Nanotechnology and Nanotoxicology

Nanotechnology is widely perceived as one of the key technologies of the 21st century and accordingly there have been huge advances and increased funding in global technological research on nanomaterials. An ever increasing range of potential nanotechnology applications and higher production rates will undoubtedly result in increased human and environmental exposure; hence there is growing consensus among scientists, regulators, industry and the public that we need to know more about the possible harmful or adverse effects of nanoparticles on human health and the environment.

There is an urgent need for researchers and industry to address this issue, as negative public opinion has the potential to adversely affect the development of nanotechnology as an emerging industry (as experienced with the GM food industry). It is therefore imperative that toxicological research to evaluate the biocompatibility and possible adverse effects on both the health of humans and the environment is conducted concomitantly with technological research and development on nanomaterials and the results of such research are communicated to all stakeholders in an open and transparent manner.


Lung tissue after exposure to single wall carbon nanotubes (CWNT's)
Green regions show the production of reactive oxygen species

Humans have been exposed to airborne ultrafine particles (UFPs) throughout their evolutionary stages; however, such exposure has increased significantly over the last century due to anthropogenic sources.

The rapidly developing field of nanotechnology is likely to become yet another source from exposure to a range of materials incorporating nanotechnology such as paints, cosmetics, electronics, clothing, food, medicines, diagnostics etc.
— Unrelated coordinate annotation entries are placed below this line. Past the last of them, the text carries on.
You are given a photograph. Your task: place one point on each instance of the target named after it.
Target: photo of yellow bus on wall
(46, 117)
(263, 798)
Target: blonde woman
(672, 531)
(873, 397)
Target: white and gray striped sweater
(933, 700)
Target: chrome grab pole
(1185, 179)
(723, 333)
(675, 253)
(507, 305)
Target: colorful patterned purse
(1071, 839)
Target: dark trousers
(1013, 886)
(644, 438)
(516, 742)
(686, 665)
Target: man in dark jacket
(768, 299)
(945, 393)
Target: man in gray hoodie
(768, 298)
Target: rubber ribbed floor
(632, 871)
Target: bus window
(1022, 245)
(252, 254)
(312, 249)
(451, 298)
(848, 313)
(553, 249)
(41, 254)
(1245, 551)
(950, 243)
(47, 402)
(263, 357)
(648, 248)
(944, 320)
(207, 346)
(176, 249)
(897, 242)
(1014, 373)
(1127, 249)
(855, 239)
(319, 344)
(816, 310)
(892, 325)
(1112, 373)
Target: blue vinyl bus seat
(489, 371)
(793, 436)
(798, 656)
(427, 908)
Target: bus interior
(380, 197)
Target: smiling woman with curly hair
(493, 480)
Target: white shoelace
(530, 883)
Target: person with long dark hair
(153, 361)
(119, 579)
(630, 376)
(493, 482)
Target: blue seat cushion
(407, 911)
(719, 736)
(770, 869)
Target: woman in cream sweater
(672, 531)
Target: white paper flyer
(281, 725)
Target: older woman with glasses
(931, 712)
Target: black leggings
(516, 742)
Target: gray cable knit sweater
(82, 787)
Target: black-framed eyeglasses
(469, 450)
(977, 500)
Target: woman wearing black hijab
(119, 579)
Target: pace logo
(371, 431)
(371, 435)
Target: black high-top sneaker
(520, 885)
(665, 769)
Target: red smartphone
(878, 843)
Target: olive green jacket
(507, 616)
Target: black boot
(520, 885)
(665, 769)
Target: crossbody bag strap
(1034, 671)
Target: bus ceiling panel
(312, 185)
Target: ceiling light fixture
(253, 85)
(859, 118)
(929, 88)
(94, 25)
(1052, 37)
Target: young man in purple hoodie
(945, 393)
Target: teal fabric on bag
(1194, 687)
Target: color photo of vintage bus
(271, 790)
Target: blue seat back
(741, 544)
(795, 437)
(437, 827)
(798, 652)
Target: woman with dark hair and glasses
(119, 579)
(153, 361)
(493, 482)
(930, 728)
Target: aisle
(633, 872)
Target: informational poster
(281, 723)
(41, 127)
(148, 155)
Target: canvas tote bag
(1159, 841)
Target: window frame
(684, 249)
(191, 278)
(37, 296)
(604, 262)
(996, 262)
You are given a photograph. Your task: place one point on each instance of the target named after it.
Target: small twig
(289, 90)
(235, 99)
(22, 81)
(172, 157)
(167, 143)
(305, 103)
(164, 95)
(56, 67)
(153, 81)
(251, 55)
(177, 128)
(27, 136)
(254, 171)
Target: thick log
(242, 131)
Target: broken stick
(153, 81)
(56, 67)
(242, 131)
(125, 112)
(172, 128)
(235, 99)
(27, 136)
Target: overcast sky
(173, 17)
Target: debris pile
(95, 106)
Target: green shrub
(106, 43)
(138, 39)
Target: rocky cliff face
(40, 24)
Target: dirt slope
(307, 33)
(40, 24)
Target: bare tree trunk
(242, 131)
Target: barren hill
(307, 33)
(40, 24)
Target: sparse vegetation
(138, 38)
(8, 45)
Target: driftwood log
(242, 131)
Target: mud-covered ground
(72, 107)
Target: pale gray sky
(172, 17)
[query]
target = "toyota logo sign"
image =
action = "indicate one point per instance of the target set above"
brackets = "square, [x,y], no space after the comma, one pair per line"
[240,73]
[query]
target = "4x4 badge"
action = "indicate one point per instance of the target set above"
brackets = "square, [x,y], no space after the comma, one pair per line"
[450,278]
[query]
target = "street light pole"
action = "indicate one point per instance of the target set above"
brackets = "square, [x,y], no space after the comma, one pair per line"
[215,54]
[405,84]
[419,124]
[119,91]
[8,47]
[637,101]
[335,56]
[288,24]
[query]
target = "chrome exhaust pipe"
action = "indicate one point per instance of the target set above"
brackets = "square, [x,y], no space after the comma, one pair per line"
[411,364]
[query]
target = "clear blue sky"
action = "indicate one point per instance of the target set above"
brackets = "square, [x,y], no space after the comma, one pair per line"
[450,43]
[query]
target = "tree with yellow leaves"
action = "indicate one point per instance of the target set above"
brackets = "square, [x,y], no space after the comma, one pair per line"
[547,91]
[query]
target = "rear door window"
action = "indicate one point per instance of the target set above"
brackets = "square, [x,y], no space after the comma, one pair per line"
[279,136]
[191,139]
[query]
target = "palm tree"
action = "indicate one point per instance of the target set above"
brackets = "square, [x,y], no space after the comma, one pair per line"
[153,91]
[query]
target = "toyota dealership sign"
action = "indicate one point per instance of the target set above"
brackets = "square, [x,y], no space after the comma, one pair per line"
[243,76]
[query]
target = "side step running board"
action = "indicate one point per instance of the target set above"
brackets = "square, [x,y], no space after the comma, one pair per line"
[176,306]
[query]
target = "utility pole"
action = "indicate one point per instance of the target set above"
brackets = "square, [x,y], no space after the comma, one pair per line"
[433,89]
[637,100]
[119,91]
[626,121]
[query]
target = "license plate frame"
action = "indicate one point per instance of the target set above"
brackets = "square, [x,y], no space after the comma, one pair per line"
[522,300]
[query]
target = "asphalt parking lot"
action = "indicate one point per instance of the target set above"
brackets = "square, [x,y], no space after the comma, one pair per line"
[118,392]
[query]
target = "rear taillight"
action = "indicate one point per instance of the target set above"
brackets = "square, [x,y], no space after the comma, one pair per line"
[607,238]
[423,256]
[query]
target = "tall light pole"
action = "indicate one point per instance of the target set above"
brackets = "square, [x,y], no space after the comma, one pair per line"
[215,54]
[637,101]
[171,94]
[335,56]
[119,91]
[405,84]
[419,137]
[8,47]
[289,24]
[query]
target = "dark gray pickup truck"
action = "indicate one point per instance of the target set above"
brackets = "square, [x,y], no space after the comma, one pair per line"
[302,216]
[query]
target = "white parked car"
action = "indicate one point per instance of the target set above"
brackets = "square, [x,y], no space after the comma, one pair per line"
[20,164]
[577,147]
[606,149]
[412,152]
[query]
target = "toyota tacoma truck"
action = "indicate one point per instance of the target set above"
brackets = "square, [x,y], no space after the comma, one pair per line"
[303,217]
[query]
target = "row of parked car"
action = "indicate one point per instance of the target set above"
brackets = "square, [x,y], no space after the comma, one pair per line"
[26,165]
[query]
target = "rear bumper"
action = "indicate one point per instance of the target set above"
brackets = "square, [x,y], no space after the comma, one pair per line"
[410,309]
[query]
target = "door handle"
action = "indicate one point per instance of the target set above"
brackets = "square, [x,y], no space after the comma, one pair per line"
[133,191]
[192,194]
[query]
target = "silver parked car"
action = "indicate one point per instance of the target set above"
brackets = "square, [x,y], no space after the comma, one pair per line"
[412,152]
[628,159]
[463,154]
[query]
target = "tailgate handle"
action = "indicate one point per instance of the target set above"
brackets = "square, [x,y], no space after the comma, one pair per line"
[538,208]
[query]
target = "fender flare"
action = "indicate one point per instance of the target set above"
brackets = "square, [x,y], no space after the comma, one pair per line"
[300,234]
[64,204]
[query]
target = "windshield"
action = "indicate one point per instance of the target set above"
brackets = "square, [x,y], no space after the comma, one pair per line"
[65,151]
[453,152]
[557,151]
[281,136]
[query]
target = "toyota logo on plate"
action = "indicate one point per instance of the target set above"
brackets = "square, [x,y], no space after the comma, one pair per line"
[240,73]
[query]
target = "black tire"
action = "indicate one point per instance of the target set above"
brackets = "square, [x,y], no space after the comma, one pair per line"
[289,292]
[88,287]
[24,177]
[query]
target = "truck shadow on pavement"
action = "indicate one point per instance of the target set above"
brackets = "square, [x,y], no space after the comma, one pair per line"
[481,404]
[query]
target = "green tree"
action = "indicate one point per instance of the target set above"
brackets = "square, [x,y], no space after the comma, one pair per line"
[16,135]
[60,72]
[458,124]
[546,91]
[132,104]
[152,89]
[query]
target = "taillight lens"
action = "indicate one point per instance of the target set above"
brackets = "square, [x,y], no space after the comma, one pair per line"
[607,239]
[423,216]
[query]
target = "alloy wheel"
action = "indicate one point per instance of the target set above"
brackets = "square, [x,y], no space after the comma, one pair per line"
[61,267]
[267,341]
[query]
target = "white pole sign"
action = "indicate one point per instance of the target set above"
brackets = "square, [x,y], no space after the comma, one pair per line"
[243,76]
Depending on their planned application these engineered nanomaterials may be inhaled, ingested, absorbed through the skin or intentionally injected in a medical procedure. In addition while there are many proposed potential beneficial outcomes of nanotechnology on the environment (remediation, self-cleaning surfaces) there is currently a paucity of data to know for sure if these materials could have undesirable effects on the environment.

Nanotoxicology, the study of the toxicity of these nanomaterials is therefore a rapidly developing research discipline which is essential to the development of a sustainable and safe nanotechnology.